Et consommer des boissons alcoolisées peut être un moyen, parfois inconscient, d'atténuer l'anxiété sociale ressentie lors de certains évènements. "Les motifs de consommation liés à l'anxiété sociale vont surtout chercher la conformité à des normes sociales et l'automédication, c'est-à-dire que l'alcool agit au niveau cérébral pour réduire les émotions négatives", indique Sonia Sistiaga.

Mais le lien entre anxiété sociale et consommation d'alcool est moins évident qu'il n'y paraît. "Le trouble anxieux est le plus associé au trouble d'usage de l'alcool mais cela ne veut pas forcément dire que les personnes anxieuses boivent plus. L'alcool peut être utilisé comme une béquille dans un contexte où l'alcool est accepté socialement, voire valorisé dans le cadre social", signale-t-elle.

La consommation répétée d'alcool peut-elle aggraver notre anxiété ?

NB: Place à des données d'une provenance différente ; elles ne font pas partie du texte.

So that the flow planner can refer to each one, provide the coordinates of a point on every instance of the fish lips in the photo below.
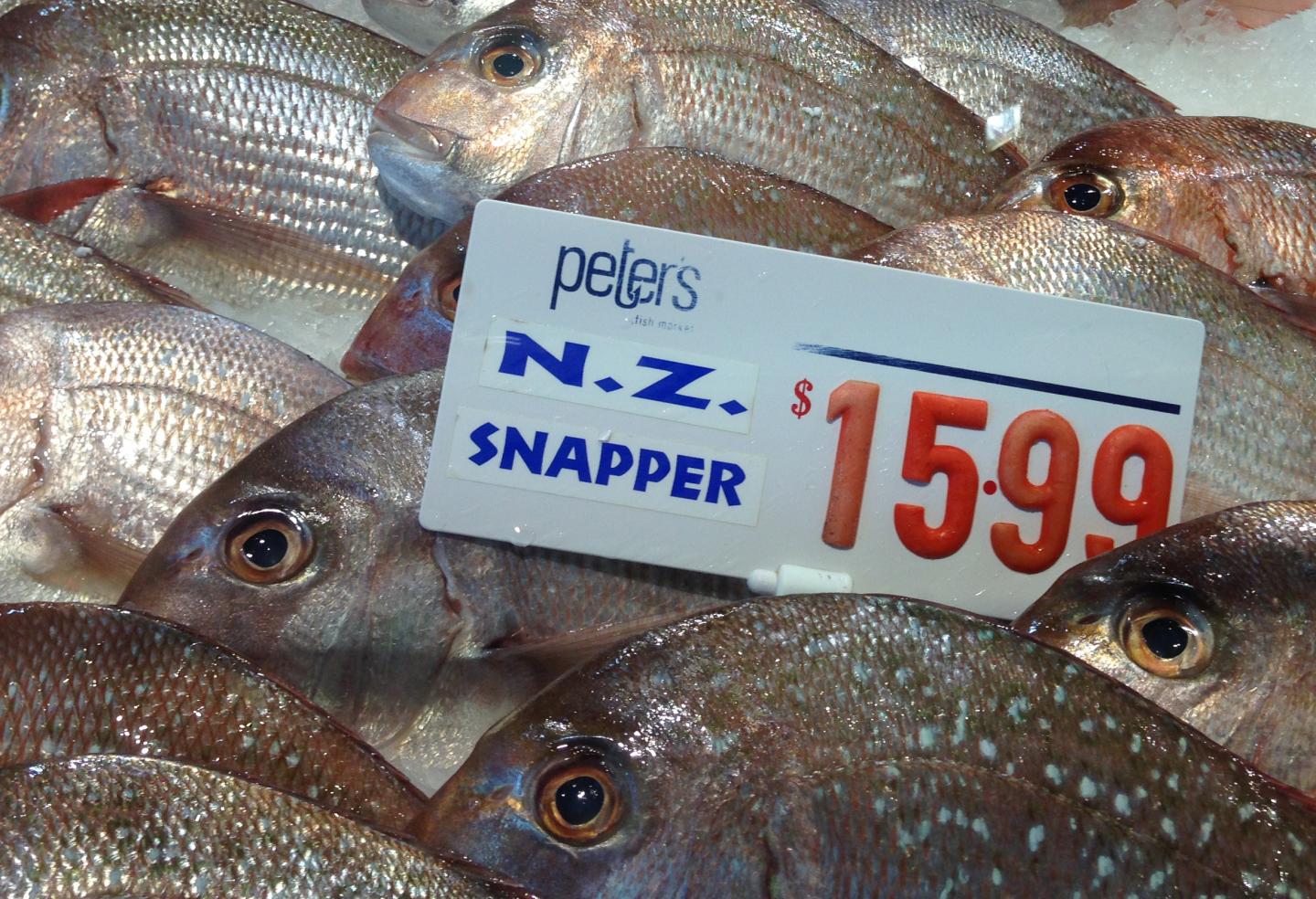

Le soulagement ressenti par la consommation d'alcool peut devenir un cercle vicieux. "Si on consomme pour gérer son anxiété, c'est pour se sentir plus détendu. Le cerveau va commencer à faire une association entre le fait de se sentir mieux et la consommation d'alcool, ça peut déjà être un premier pas vers la dépendance", met en garde le Dr Salvatore Campanella.

Une consommation trop fréquente peut mener à une aggravation du trouble anxieux. "Une personne ira beaucoup plus mal sur le plan anxieux avec les excès, même si cela semble toujours mener à un soulagement", estime le Pr Henri-Jean Aubin. Cela a pour conséquences certains symptômes dus à la dépendance tels que des tremblements, des sueurs ou des troubles du sommeil, qui résultent d'un syndrome de sevrage.

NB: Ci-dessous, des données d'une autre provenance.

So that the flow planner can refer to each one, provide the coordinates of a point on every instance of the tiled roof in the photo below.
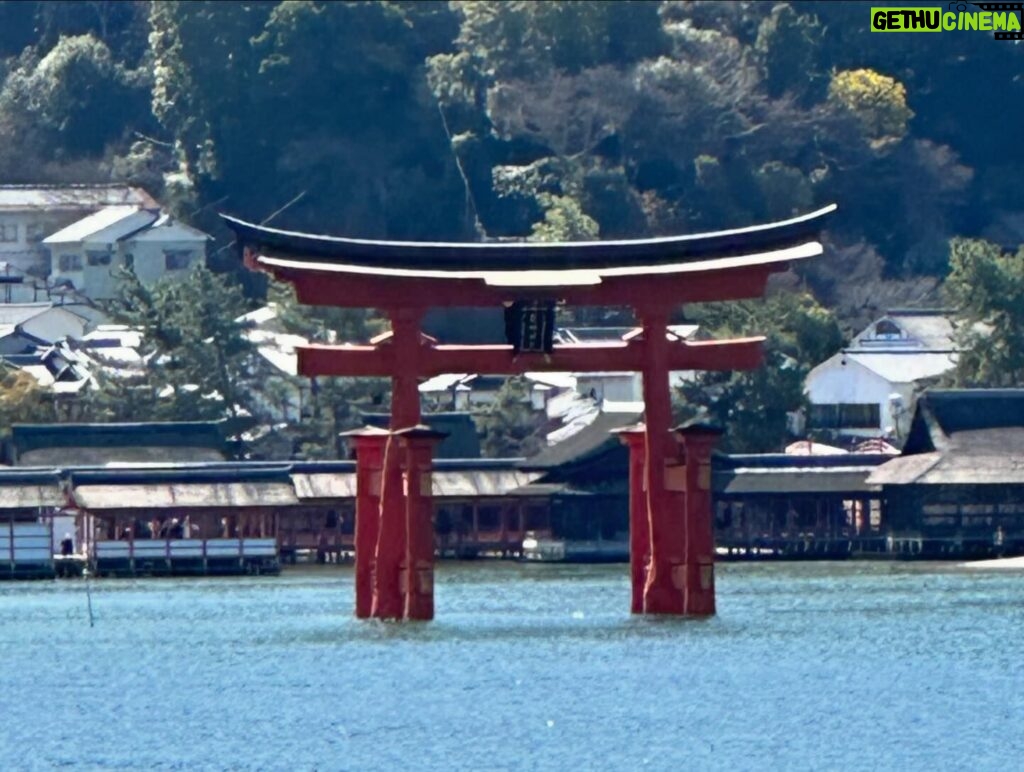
(19, 198)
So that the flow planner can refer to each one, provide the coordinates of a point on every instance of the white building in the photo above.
(43, 322)
(88, 253)
(868, 389)
(30, 213)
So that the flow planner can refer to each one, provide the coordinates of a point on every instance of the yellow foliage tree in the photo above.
(23, 400)
(877, 101)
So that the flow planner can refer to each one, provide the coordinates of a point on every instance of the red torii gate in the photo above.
(671, 545)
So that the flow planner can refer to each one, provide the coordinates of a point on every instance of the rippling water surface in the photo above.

Quels signes doivent alerter ?

Deux critères permettent d'interroger sa consommation d'alcool : 

  1. Le mécanisme de la tolérance : consommer de plus en plus pour avoir les mêmes effets ressentis la première fois engendre une augmentation de la consommation.

  2. Le facteur contrôle : quand on ne consomme pas, est-ce qu'on se sent plus agressif ? Est-ce qu'on perçoit des symptômes du sevrage comme le fait de transpirer ou une certaine nervosité ? 

Enfin, voici quelques questions à se poser pour réfléchir à sa consommation : 

  • Pourquoi je consomme ? 
  • Que se passe-t-il si je ne consomme pas ? 
  • Sans alcool, est-ce que j'aurais fonctionné de la même façon ? 

Enfin, en cas de doutes ou de questions sur votre consommation d'alcool, il ne faut pas hésiter à consulter un professionnel de santé pour vous aider.